Tuck's wife died on November 12, 1929. He died on April 30, 1938, in Monte Carlo, Monaco. His funeral was held at the American Cathedral in Paris, and he was buried alongside his wife at the Saint-Germain-en-Laye cemetery.

His estate was valued at $3,514,487 at the time of his death.

===Legacy===
In 1929, Tuck received the Grand Cross as a promotion in the Legion of Honour, the highest award in the Legion the French Government can bestow. The Tucks were also awarded the Prix de Vertu by the French Academy in 1916, the first Americans to receive the award. In 1932, Tuck was made an honorary citizen of France, the highest honor the government could give.

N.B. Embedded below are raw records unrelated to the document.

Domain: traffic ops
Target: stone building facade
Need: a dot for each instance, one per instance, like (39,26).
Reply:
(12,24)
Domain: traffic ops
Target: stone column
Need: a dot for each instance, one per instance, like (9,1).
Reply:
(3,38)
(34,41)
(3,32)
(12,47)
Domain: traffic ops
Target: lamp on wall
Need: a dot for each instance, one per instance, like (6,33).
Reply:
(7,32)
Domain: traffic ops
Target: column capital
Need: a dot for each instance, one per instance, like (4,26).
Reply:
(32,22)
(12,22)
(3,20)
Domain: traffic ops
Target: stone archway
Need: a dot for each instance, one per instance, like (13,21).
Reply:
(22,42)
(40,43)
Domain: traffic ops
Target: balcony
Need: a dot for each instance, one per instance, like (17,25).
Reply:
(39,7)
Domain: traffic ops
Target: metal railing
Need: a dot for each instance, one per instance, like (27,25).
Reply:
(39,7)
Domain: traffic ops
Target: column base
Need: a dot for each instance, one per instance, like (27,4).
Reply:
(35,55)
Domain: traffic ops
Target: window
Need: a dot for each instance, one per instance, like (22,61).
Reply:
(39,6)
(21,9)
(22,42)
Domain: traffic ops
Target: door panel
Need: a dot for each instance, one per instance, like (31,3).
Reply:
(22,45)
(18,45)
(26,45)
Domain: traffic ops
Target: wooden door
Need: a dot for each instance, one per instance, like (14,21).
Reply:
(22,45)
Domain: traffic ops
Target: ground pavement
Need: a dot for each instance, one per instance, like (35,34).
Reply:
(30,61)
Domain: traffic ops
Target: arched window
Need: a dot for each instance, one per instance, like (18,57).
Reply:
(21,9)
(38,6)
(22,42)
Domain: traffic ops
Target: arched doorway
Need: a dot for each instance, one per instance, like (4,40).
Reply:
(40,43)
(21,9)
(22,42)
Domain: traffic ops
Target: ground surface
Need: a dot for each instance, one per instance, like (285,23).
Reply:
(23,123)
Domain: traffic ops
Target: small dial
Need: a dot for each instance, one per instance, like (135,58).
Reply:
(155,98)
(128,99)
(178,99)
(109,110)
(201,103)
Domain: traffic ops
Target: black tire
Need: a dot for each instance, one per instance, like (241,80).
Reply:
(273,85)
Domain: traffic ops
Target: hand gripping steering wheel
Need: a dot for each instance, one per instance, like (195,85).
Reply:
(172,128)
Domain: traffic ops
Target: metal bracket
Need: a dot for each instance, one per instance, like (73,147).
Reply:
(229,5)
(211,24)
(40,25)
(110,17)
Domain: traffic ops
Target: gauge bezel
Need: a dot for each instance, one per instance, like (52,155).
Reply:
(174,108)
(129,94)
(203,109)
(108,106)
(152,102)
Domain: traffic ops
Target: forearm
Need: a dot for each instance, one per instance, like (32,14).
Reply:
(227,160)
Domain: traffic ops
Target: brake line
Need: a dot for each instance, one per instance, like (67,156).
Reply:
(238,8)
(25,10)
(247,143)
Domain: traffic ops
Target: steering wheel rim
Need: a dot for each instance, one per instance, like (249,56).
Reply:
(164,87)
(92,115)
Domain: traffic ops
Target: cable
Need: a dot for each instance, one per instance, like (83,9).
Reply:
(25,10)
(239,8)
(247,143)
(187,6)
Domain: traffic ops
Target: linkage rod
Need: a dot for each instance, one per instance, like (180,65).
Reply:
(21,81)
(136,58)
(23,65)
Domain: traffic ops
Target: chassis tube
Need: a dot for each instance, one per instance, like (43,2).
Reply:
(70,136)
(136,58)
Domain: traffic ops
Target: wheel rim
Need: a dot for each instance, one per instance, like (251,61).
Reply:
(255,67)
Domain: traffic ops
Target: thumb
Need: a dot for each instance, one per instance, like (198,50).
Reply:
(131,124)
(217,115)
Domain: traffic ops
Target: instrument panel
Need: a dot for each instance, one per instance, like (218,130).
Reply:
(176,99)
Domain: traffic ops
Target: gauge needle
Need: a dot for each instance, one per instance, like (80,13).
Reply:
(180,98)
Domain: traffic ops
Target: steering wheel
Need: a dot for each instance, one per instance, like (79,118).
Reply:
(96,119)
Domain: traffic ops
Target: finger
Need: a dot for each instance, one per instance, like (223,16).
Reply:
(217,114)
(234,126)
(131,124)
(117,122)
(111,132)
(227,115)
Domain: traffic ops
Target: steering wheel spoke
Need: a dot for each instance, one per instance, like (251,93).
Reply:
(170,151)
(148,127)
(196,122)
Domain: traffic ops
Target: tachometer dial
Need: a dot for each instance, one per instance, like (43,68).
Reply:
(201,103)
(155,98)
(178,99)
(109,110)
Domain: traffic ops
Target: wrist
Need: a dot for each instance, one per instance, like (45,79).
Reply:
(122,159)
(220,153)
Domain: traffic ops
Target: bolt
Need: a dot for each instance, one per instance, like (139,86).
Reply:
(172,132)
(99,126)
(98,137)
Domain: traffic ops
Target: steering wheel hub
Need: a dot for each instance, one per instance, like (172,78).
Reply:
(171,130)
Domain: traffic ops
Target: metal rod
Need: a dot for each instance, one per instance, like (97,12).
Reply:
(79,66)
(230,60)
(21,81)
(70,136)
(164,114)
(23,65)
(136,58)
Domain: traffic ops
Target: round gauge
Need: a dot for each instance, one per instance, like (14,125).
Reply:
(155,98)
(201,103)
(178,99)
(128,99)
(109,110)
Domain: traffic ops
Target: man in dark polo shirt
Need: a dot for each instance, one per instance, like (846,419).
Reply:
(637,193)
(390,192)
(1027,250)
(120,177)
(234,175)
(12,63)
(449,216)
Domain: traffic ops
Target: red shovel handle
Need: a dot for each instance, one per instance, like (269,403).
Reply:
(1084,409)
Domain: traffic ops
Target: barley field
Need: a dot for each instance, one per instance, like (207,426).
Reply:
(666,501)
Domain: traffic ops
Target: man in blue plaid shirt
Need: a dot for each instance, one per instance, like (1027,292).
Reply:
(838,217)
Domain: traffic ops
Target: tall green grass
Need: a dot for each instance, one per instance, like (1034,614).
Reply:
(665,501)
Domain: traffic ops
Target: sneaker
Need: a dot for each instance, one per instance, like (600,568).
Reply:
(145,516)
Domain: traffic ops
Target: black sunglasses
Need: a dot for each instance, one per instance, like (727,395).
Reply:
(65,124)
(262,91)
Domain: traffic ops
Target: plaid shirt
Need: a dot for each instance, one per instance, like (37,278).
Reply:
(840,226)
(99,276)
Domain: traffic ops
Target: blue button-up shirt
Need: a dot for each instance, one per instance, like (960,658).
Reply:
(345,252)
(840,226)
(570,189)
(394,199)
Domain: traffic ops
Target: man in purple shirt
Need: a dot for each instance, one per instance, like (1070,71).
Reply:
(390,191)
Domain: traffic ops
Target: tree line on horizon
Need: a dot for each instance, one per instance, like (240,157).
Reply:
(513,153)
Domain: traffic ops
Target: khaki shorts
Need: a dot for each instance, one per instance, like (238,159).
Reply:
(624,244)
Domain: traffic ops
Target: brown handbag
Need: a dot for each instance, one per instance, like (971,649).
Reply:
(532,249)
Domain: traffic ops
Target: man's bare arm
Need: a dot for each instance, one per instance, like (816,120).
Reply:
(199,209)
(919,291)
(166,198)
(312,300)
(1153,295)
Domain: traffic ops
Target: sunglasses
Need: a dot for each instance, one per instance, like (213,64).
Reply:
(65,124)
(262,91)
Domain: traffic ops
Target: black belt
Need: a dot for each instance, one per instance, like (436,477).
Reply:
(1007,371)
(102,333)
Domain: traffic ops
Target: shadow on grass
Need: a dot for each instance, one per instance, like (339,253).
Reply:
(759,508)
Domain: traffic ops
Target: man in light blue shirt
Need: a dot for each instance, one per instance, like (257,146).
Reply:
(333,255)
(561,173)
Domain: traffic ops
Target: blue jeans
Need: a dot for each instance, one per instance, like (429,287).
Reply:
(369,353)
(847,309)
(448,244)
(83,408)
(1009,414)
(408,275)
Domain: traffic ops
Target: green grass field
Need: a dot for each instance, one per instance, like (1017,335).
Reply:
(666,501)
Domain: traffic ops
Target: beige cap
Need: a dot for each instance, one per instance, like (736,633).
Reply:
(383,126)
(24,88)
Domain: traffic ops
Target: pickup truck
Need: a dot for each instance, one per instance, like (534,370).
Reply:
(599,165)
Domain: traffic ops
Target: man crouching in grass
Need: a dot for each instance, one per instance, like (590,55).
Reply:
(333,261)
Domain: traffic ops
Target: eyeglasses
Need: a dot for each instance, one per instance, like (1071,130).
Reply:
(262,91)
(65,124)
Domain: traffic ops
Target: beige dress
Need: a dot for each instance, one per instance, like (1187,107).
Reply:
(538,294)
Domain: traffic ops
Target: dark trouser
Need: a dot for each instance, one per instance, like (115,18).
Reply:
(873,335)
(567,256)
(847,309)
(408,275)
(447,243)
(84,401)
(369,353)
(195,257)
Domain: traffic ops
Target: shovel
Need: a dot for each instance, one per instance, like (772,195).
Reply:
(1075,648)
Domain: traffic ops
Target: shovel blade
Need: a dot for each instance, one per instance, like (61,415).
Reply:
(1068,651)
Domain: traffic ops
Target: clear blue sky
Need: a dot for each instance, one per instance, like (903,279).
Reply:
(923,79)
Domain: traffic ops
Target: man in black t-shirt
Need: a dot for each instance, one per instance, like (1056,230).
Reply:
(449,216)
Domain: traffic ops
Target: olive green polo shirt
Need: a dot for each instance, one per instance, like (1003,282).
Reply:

In Paris, Avenue Edward Tuck runs a short distance between the Petit Palais and the Place de la Concorde, parallel to the Avenue des Champs-Élysées. In La Turbie, France, a street is also named Rue Edward Tuck.

In Rome, the Edward Tuck Museum, on the site of the Tropaeum Alpium, documents the restoration of the monument, of which Tuck funded.

Asteroid 1038 Tuckia is named after him and his wife.